Earth and seven other planets revolve in our Solar System, each following its own unique orbit. However, other star systems may host two, three, or even 24 planets trailing each other along the same orbit around their host star, as reported by Popular Science on May 3rd.
The number of planets sharing the same orbit around a host star can reach 24. (Image: BBC).
A computer simulation by a team of international astronomers illustrates how more than twenty planets can share the same orbit, as detailed in a study published in the Monthly Notices of the Royal Astronomical Society. This configuration could remain stable for billions of years, possibly even longer than the star they orbit, according to lead researcher Sean Raymond at the Bordeaux Astrophysics Laboratory.
There are several examples of small celestial bodies sharing an orbit. Our Solar System features some unusual orbits known as horseshoe or tadpole orbits, depending on their shapes. The Trojan asteroids share a tadpole orbit with Jupiter at points ahead of and behind the gas giant. Two of Saturn’s moons, Janus and Epimetheus, orbit the planet in a horseshoe pattern and periodically swap positions. Therefore, researchers suggest that there may exist exoplanets that share the same orbit.

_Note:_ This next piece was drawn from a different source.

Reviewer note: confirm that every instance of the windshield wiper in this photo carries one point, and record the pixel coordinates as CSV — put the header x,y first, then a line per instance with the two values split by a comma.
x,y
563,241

Raymond and his colleagues’ simulations also revealed that co-orbiting planets exhibit distinctive signals that astronomers on Earth can observe. The Kepler Space Telescope and several other observatories can detect Transit Timing Variations (TTV), where the gravitational pull between nearby planets slightly alters when they pass in front of their host star. TTV from a star system containing 24 Earth-sized planets sharing the same orbit would be significant enough for astronomers to observe. However, it would take months to years of monitoring to detect such effects, according to astronomer Rob Zellem at NASA’s Jet Propulsion Laboratory.